Actually, I've been planning to do this for awhile, but I thought the 100th post would be a nice milestone with which to begin.  It's occurred to me that although I never planned to become a teacher, I have grown up with and am surrounded by them.  Many of my friends and family members are teachers, and I learn from them all the time.  I thought it would be fun to start an ongoing feature wherein you get to hear from the other teachers in my life through a list of basic questions that help them talk about their jobs.

This was really more Rob's idea, and he also helped me come up with the questions.  When we started making a list of all the teachers we know (we were on a long car trip) his first suggestion surprised me: it wasn't one of his colleagues, our friends, or even my mother: "Your grandma," he said.

Immediately I realized he was right.  My grandmother is a pretty amazing person.  She married my grandfather after a scandalously short courtship (not scandalous then, as it was wartime) and raised three children to school age before returning to work herself.  She taught for several more decades before retiring, and in 61 years of marriage to my dear grandfather (he died in February 2006) I'm pretty sure they never had one single fight, although he sure tried his best to rile her up (he used to say that sarcasm was his spiritual gift.)  That's just how she is: peaceful, loving, and way too smart to be suckered into something she doesn't want to do.

Ladies and gentlemen, Marilyn McNichols of Los Angeles, California:

What do you teach, and how long have you been teaching it?

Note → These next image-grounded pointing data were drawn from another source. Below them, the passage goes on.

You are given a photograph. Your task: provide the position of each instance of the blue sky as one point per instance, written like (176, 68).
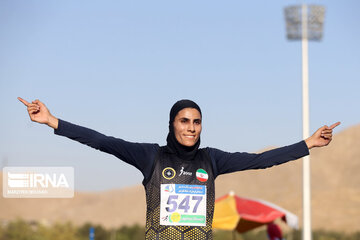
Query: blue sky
(118, 66)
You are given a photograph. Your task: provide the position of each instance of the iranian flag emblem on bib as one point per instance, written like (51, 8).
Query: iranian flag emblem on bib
(202, 175)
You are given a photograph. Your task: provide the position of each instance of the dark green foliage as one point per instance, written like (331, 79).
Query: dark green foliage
(22, 230)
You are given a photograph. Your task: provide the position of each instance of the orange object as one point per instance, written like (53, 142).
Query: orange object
(243, 214)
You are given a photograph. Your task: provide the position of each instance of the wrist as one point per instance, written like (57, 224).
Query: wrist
(309, 143)
(53, 122)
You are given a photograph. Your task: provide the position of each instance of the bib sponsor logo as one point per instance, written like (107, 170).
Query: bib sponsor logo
(169, 173)
(202, 175)
(182, 172)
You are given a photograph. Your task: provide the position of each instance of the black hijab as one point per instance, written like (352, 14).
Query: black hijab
(183, 152)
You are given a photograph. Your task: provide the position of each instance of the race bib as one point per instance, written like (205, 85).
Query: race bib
(183, 205)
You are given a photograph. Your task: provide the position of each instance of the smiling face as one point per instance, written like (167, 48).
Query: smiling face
(187, 126)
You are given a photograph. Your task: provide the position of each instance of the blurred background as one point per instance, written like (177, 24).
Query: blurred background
(118, 67)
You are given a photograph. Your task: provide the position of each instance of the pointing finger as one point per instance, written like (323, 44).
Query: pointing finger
(334, 125)
(23, 101)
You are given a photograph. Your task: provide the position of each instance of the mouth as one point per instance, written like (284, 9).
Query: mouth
(190, 136)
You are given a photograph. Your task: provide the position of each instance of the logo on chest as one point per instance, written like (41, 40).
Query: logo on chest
(168, 173)
(202, 175)
(182, 172)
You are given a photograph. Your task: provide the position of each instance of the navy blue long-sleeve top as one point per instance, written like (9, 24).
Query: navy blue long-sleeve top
(142, 155)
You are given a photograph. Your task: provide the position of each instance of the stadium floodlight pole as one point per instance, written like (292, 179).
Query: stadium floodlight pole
(305, 23)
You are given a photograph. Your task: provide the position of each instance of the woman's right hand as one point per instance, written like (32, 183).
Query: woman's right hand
(38, 112)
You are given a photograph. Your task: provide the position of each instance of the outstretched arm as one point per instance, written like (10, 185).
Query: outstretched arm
(39, 113)
(322, 137)
(140, 155)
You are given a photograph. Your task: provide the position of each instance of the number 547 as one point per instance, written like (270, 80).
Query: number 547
(184, 204)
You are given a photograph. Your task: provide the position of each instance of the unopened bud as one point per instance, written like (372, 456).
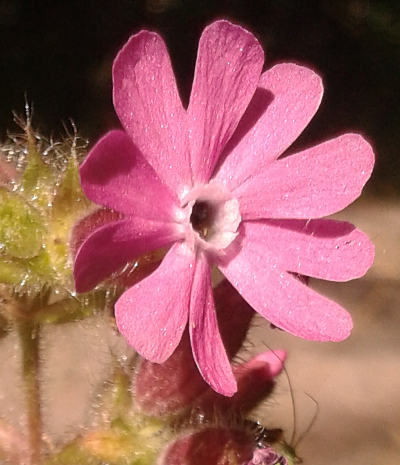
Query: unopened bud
(212, 446)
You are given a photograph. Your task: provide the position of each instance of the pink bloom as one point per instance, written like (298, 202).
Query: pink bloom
(208, 182)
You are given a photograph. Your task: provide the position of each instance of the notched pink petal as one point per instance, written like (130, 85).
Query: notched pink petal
(148, 105)
(175, 384)
(171, 386)
(208, 349)
(324, 249)
(113, 245)
(116, 175)
(88, 224)
(283, 299)
(228, 67)
(310, 184)
(152, 314)
(286, 99)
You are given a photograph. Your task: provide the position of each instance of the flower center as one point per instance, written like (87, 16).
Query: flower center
(202, 217)
(212, 217)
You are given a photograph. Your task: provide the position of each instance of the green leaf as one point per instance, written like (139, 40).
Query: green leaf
(73, 454)
(21, 229)
(4, 326)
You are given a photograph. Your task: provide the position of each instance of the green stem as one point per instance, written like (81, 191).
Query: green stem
(29, 337)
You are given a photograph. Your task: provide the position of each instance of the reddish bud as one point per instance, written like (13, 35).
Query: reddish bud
(255, 380)
(212, 446)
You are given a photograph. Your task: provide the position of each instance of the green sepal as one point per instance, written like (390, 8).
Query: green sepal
(37, 180)
(12, 272)
(21, 228)
(69, 204)
(71, 309)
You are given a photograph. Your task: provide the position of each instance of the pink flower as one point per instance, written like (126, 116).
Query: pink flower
(207, 182)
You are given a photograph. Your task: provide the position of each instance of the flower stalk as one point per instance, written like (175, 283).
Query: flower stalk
(29, 336)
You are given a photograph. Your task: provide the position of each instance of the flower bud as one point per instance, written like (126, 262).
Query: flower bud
(212, 446)
(255, 380)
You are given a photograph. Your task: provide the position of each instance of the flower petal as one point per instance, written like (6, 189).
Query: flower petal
(281, 298)
(175, 384)
(287, 97)
(148, 105)
(208, 348)
(228, 67)
(116, 175)
(152, 314)
(113, 245)
(325, 249)
(310, 184)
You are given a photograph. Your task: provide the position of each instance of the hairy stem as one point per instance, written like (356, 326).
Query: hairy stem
(29, 337)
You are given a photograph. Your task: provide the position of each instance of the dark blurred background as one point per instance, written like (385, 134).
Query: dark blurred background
(60, 53)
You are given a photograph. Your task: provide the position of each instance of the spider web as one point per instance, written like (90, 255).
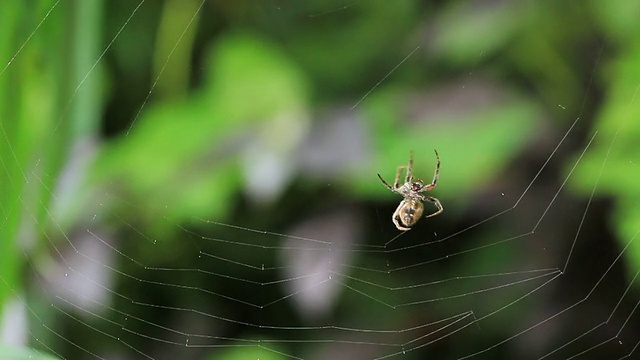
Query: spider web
(511, 273)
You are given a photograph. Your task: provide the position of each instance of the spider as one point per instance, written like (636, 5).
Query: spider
(410, 209)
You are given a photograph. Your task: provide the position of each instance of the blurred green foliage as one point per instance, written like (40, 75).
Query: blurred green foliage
(261, 73)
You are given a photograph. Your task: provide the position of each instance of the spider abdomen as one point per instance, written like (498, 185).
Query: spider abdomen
(408, 212)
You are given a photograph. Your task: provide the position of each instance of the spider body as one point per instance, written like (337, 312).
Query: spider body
(411, 207)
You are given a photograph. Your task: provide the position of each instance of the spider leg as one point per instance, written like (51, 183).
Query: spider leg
(386, 183)
(396, 182)
(436, 202)
(409, 176)
(436, 174)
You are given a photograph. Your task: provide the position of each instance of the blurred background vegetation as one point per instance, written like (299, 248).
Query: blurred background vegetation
(149, 126)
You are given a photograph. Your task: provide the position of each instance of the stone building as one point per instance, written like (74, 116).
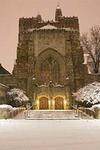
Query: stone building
(49, 64)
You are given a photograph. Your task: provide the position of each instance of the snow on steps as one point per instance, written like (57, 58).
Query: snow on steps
(51, 115)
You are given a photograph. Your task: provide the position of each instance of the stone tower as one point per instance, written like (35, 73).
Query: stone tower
(49, 62)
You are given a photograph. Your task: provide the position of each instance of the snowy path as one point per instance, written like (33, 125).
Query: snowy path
(49, 134)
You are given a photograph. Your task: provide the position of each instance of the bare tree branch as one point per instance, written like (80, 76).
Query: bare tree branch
(91, 45)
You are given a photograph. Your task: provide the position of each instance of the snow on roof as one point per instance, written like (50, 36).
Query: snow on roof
(48, 26)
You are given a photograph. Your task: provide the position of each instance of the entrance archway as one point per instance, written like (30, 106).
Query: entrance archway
(43, 103)
(59, 103)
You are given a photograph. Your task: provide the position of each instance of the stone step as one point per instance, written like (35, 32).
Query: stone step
(52, 114)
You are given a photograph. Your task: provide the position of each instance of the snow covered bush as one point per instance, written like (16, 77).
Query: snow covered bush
(88, 95)
(16, 97)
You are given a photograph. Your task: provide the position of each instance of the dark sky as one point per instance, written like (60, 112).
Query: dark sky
(88, 12)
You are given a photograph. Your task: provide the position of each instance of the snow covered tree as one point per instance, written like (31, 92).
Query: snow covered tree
(88, 95)
(16, 97)
(91, 46)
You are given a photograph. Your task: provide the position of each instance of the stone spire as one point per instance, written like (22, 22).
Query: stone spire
(58, 13)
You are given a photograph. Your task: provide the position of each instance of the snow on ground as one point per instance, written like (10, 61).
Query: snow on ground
(49, 134)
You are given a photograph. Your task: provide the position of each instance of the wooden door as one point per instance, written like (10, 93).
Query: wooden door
(59, 103)
(43, 103)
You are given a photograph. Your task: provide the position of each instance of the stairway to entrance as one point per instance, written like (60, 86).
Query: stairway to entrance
(52, 114)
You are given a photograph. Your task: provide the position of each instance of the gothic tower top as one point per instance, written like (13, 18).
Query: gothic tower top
(58, 13)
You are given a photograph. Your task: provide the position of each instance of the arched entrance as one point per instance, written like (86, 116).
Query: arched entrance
(59, 103)
(43, 103)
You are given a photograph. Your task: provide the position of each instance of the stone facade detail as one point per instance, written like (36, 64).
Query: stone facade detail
(49, 64)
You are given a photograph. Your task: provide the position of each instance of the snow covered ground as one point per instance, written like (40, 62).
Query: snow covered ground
(49, 134)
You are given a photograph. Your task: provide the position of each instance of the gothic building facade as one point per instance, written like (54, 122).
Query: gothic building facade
(49, 64)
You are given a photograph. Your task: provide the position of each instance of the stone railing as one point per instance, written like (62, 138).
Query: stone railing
(86, 111)
(7, 114)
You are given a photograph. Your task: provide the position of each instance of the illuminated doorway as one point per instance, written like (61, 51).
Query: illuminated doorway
(43, 103)
(59, 103)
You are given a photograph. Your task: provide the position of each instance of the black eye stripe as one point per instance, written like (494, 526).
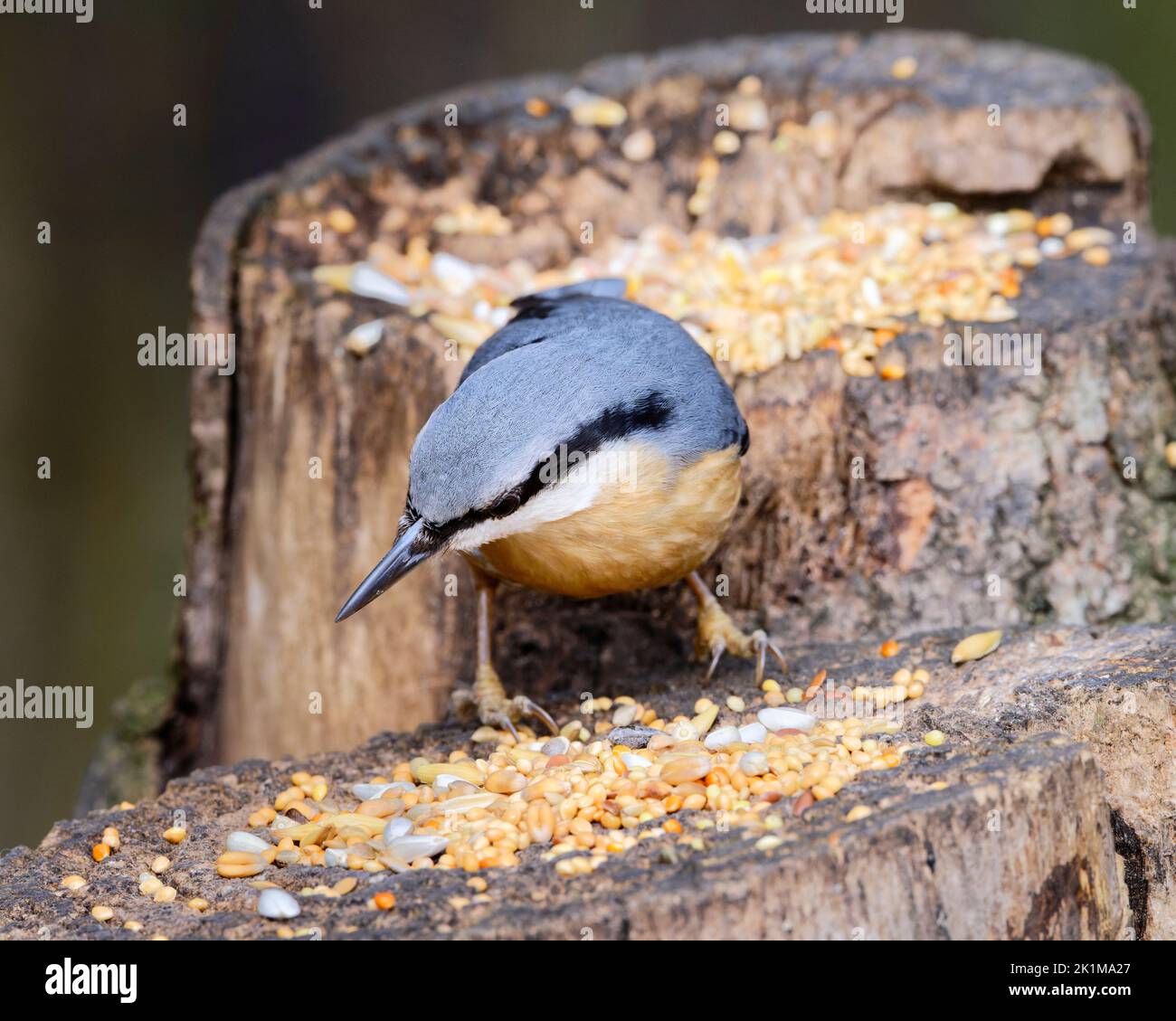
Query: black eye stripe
(650, 411)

Most of my teaching was at the upper elementary level, more specifically grades 5 and six, where I taught all subjects.  My favorite assignment, though, was when a couple of other teachers and I did team teaching, and I taught math.  I also taught social studies in grades seven and eight at the junior high level.


Who or what inspired you to teach?




My eldest sister, 13 years my senior, assisted in my classroom when she was a high school senior and I was in first grade.  She then went on to college.  Her first teaching assignment was in a country school where she was the only teacher for all eight grades.  Now in her nineties, she was recently feted by some of the students from that first teaching job.  This gives you some idea of how highly regarded she was.  I loved her dearly and wanted to follow in her footsteps -- although it took me thirty years to do so!





What's the toughest thing about teaching?

Balancing absolutes in discipline with compassion and understanding.  Because I started teaching after all three of my own children were in school, I had a keen sense of how events at home can affect a kid's behavior, his/her ability to complete assignments on time, and his/her values.


When do you have the most fun while teaching?

  • The "aha!" moment when a student grasps a new concept (in math, for example)

  • When I try a new approach and the class suddenly finds the subject material exciting or relevant and they take off with it.







What one thing do you try to teach all of your students -- the one thing that would enable you to say, "I was a good teacher"?


  • You never, never, NEVER use an apostrophe to form a plural (although this is true 99.99% of the time, I realize there are a couple of exceptions).

  • Math word problems are like a puzzle that can be solved.

  • I care about you as an individual.  Many years after he had been in my classroom, I had a note from one student who said, "I always felt you really cared about me."  And perhaps 30 years after she left my classroom, I met a former student in a business situation who gushed to everyone in the office, "Mrs. McNichols was my very favorite teacher in all my school years!  We were very 'special' in her class!"  These gratifying comments made me feel I had succeeded in building their self confidence, even if they really didn't have much to be confident about!





Any parting thoughts?

I suppose I was one of millions of teachers who loved interacting with kids day after day, year after year, winning some, losing some, but always striving to help a kid do his level best and, just maybe, learn something in the effort.

(You did, Grandma.  You've taught so much to your children, grandchildren and great-grandchildren, and of course to all of your student's, too.)